En ce qui concerne les autres rappeurs du label, lorsqu’on se penche sur ce que Band Play a proposé à Big Moochie Grape, on retrouve quelque chose de plus énergique, au tempo rapide, histoire de permettre au jeune rookie de débiter ses flows enragés, comme sur son dernier single « Anthony Davis », où la frénésie du piano se marie parfaitement à celle de l’interprète. 

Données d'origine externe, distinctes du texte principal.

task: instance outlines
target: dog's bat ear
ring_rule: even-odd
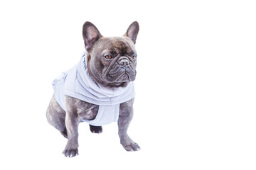
[[[85,42],[85,49],[89,52],[96,41],[102,35],[98,29],[90,22],[85,22],[82,26],[82,38]]]
[[[139,30],[139,23],[137,21],[133,22],[128,28],[124,36],[129,37],[132,40],[136,43],[137,36]]]

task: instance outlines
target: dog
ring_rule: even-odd
[[[65,157],[78,155],[80,122],[88,123],[92,132],[101,133],[102,125],[117,121],[125,150],[140,149],[127,135],[133,116],[139,30],[134,21],[123,36],[103,37],[92,23],[84,23],[86,51],[75,67],[53,81],[54,95],[46,111],[50,125],[68,138]]]

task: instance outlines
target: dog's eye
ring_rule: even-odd
[[[137,55],[134,55],[132,57],[132,58],[133,60],[136,60],[136,58],[137,58]]]
[[[112,57],[111,56],[111,55],[107,55],[105,56],[105,59],[110,60],[112,58]]]

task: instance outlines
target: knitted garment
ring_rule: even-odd
[[[65,111],[65,96],[98,105],[99,110],[95,119],[82,120],[90,125],[101,126],[117,121],[120,103],[134,98],[133,82],[124,88],[114,89],[101,86],[90,76],[86,62],[85,52],[75,67],[67,72],[63,72],[53,81],[55,98]]]

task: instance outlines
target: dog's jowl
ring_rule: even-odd
[[[80,122],[87,122],[92,132],[101,133],[102,125],[117,121],[124,148],[139,150],[127,135],[133,115],[138,32],[136,21],[122,37],[106,38],[92,23],[83,25],[86,50],[75,66],[53,80],[54,95],[46,112],[48,123],[68,138],[65,156],[78,154]]]

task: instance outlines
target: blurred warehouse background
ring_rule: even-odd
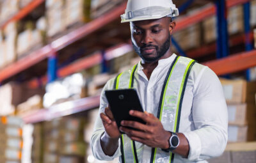
[[[228,104],[228,144],[209,162],[256,162],[256,1],[173,1],[173,51],[212,68]],[[0,0],[0,162],[105,162],[89,145],[99,95],[140,60],[126,3]]]

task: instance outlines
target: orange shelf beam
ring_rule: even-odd
[[[244,70],[256,66],[256,50],[241,52],[202,64],[209,66],[218,75]]]
[[[237,4],[246,3],[251,0],[227,0],[227,6],[232,7]],[[189,26],[199,22],[205,18],[216,15],[216,8],[214,5],[211,5],[202,8],[198,12],[192,13],[191,15],[177,19],[176,21],[175,31],[180,31]]]
[[[133,50],[131,45],[127,43],[121,43],[116,46],[111,47],[106,51],[105,58],[106,61],[109,61],[115,58],[122,56]],[[72,74],[89,68],[94,65],[100,64],[102,60],[102,56],[100,52],[97,52],[90,55],[90,56],[77,60],[70,65],[60,68],[58,71],[58,76],[63,77]],[[33,79],[28,82],[28,85],[31,88],[38,88],[38,79]],[[42,77],[40,83],[45,84],[47,82],[47,77],[46,75]]]
[[[25,123],[35,123],[74,114],[99,107],[100,96],[86,97],[56,104],[21,116]]]
[[[38,1],[34,1],[37,2]],[[125,3],[122,4],[113,10],[112,12],[109,12],[69,34],[57,39],[44,47],[33,52],[28,56],[0,70],[0,82],[26,68],[38,63],[47,58],[51,54],[68,46],[120,17],[120,15],[125,10]]]
[[[45,0],[33,0],[29,3],[26,6],[22,8],[18,13],[15,14],[11,18],[0,24],[0,29],[3,29],[8,24],[11,22],[15,22],[24,18],[31,11],[35,10],[37,6],[41,4]]]
[[[229,46],[234,47],[242,43],[245,43],[245,35],[241,35],[239,36],[232,36],[229,40]],[[251,32],[249,35],[249,39],[252,42],[253,39],[253,33]],[[213,43],[212,44],[202,46],[194,50],[189,50],[186,54],[188,57],[192,58],[196,58],[205,56],[206,54],[209,52],[215,52],[216,50],[216,43]]]
[[[46,45],[17,62],[7,66],[0,70],[0,82],[44,60],[54,52],[54,50],[50,45]]]
[[[256,50],[202,64],[218,75],[243,70],[256,66]],[[97,95],[63,102],[21,116],[26,123],[37,123],[90,110],[99,107],[99,103],[100,96]]]
[[[125,8],[126,1],[105,15],[52,42],[51,43],[52,48],[56,49],[56,50],[60,50],[99,29],[103,27],[108,23],[119,18],[120,15],[124,12]]]

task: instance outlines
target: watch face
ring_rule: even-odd
[[[176,147],[179,145],[179,137],[177,136],[174,136],[172,137],[171,143],[173,147]]]

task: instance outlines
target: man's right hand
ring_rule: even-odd
[[[103,125],[105,128],[105,131],[111,139],[119,138],[121,136],[116,123],[114,120],[111,111],[109,108],[105,108],[105,114],[100,113],[100,118],[102,120]]]

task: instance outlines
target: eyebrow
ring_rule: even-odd
[[[136,25],[134,25],[134,26],[136,28],[138,28],[138,29],[143,29],[142,27],[140,27],[137,26],[136,26]],[[154,28],[154,27],[162,27],[163,26],[162,26],[162,25],[160,25],[160,24],[157,24],[152,26],[150,27],[150,28]]]

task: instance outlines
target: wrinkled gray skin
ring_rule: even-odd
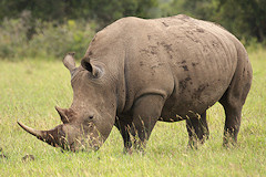
[[[241,42],[211,22],[186,15],[124,18],[98,32],[71,73],[73,103],[57,107],[63,124],[25,131],[64,149],[98,149],[115,125],[125,150],[145,146],[157,121],[186,121],[188,145],[208,137],[206,111],[225,110],[224,145],[236,143],[252,66]],[[166,131],[166,129],[165,129]],[[132,135],[132,136],[130,136]]]

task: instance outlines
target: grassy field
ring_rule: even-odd
[[[95,153],[61,153],[27,134],[17,119],[39,129],[60,124],[53,107],[72,102],[69,71],[59,61],[0,61],[0,176],[266,176],[266,51],[249,58],[254,80],[237,147],[222,147],[224,111],[216,104],[200,149],[187,149],[184,122],[158,123],[144,156],[124,155],[116,128]]]

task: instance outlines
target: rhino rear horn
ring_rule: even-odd
[[[34,128],[31,128],[20,122],[18,122],[18,124],[28,133],[30,133],[31,135],[35,136],[38,139],[48,143],[51,146],[58,147],[59,145],[61,145],[62,143],[59,140],[62,137],[59,136],[59,132],[60,132],[60,125],[57,126],[53,129],[50,131],[38,131]]]
[[[69,69],[71,76],[75,71],[74,54],[74,52],[69,52],[63,59],[63,64],[66,69]]]

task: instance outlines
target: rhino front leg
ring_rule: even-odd
[[[188,146],[191,148],[197,148],[198,143],[203,144],[209,135],[206,111],[198,116],[187,118],[186,128],[188,133]]]
[[[145,148],[152,129],[162,114],[164,102],[161,95],[144,95],[134,103],[131,134],[134,137],[135,149]]]

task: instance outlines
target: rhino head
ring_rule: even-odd
[[[111,74],[103,63],[84,58],[75,66],[74,53],[68,53],[63,63],[71,73],[73,103],[70,108],[55,106],[62,124],[50,131],[37,131],[18,124],[39,139],[66,150],[99,149],[115,122],[116,97]]]

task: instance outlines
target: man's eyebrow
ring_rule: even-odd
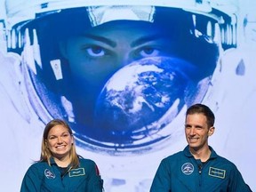
[[[96,41],[100,41],[100,42],[103,42],[107,44],[108,44],[109,46],[111,47],[116,47],[116,43],[108,39],[108,38],[106,38],[104,36],[95,36],[95,35],[92,35],[92,34],[84,34],[83,35],[83,36],[84,37],[87,37],[87,38],[92,38],[93,40],[96,40]]]
[[[140,38],[138,38],[131,43],[131,47],[135,47],[140,44],[145,44],[147,42],[154,41],[156,39],[161,38],[160,36],[154,35],[154,36],[142,36]]]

Si Key Glock, lui, se calquait quasi systématiquement sur les flows de son ainé à ses débuts, on ne peut plus le réduire à du « sous-Young Dolph » désormais, et le travail de Band Play y est pour quelque chose. Ce qu’il propose pour les intros des projets de Key Glock sortis en 2020 est à l’image de l’ingéniosité du producteur. La guitare électrique de « 1997 » et l’hostilité du violon de « Son Of A Gun » dénotent, et permettent à Glock de se sublimer sur des productions léchées qui laisse entrevoir un renouvellement de la trap music. Glizock a trouvé une alchimie qui lui a été bénéfique, bien qu’il ait encore un potentiel inexploité selon le cuisinier de PRE. C’est ce qui nous amène à dire qu’il est plus qu’un simple producteur au sein de l’écurie PRE, il est le capitaine du navire. S’il existe une identité marquée en termes de son, il en est en grande partie responsable.

What’s next ?

S’il représente aujourd’hui la quintessence de tous les artistes du label, portant la responsabilité de nombreux cassages de nuques, il a l’ambition de devenir un Super-Producteur « comme Timbaland » dit-il. Fort d’un statut de pilier du Tennessee, il faudra agrandir son étendard, en accompagnant la carrière de rappeurs comme il a su le faire, mais cette fois hors de ses frontières régionales. Il aura certainement du mal à trouver de meilleures trapstars qu’à Memphis, mais il s’agirait de diversifier sa palette, en s’attaquant à des styles et des genres nouveaux pour lui. On est persuadé qu’il pourrait apporter sa touche à plus d’un rappeur talentueux, et c’est ce qu’on lui souhaite.